My major issue is I mainly shoot large format 5x4 and some 10x8, I found that prints from 35mm don't sit well alongside those from LF negatives, so I was rarely printing my 35mm shots. I began shooting MF (6x6) alongside my LF kit and can use these images alongside the LF work.

Ian


----------



## webestang64 (Mar 14, 2020)

weepete said:


> Fuji GX617, man I'd love to try one of those. Of course a digital back would be superb, but I'd settle for film.

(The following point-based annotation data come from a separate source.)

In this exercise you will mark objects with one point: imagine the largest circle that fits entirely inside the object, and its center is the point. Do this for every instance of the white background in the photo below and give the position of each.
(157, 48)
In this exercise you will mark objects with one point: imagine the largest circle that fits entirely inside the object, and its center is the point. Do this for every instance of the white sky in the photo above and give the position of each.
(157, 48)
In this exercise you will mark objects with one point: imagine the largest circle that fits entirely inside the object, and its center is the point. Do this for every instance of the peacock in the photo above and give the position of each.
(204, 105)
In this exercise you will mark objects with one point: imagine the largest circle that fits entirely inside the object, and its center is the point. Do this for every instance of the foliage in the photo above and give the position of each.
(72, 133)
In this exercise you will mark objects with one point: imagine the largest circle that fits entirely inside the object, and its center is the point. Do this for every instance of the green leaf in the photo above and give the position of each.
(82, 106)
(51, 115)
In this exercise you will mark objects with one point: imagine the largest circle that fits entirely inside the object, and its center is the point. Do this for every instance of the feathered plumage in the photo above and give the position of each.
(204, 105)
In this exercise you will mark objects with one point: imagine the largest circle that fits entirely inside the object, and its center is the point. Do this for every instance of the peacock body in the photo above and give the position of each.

A 617 might just be the only camera I would consider buying. A customer of mine at the photo store will not sell me his.....LOL


----------



## Derrel (Mar 14, 2020)

That 6x17 aspect ratio gives a LOT OF negative/slide real estate!


----------



## IanG (Mar 14, 2020)

I was working on a large project for an exhibition in the early 1990's and realised some shots could only be made with a 6x17 camera, or maybe with a cine camera.  Lack of funds prohibited these shots as I didn't have the equipment but the gallery curator wanted to commission additional work, she left for a more prestigious gallery, and a succession of full time and temporary curators ment the additional work disappeared. Bigger galleries book & commission work 2-3 years in advance.

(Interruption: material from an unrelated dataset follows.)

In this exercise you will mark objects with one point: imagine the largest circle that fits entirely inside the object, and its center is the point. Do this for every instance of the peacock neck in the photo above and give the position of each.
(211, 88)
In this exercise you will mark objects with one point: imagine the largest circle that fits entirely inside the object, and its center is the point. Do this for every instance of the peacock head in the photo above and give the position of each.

So it was a few years before I bought a 6x17 camera, I use it sparingly but when I do it's worth it, I only use a 75mm lens, although I have a cone for a spare 90mm lens.  I've mainly used it in Greece and Turkey, also Peru at Machu Pichu, it's an amazing format that needs careful thought.

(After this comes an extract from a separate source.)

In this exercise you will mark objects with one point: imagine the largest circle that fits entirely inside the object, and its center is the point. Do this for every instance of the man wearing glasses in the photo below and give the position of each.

As to cameras I would like a Kamera Werks Praktica IV, but also a CZJ 75mm f1.5 Biotar for  my Kamera Werks Praktina(s).  I already have a near mint CZJ 58mm f2 Biotar 

Ian


----------



## Derrel (Mar 16, 2020)




----------



## Dany (Mar 16, 2020)

During the seventies, I bought my first medium format camera. A Mamiya 645 (all my savings used for it at the time). It has been my pleasure for over 25 years before breaking down permanently with no hope of repair.
I would like to buy again a working copy of this item which was my faithful companion during all these years.
I loved it and I still love the photos I made with it

A sample....


----------



## Dave Colangelo (Mar 25, 2020)

I like to only purchase cameras I find in the wild (although I will buy the occasional lens on ebay) the hunt is half the fun for me. Ive been looking for a Linhof Technika (any variant, preferably vintage). I finally found one in the wild a few weeks ago but it was way to highly priced for what it was, the hunt continues.


----------



## Mitica100 (Apr 13, 2020)

As a collector I dream of owning a Jaeger LeCoultre Compass camera. Amazing little jewell.


----------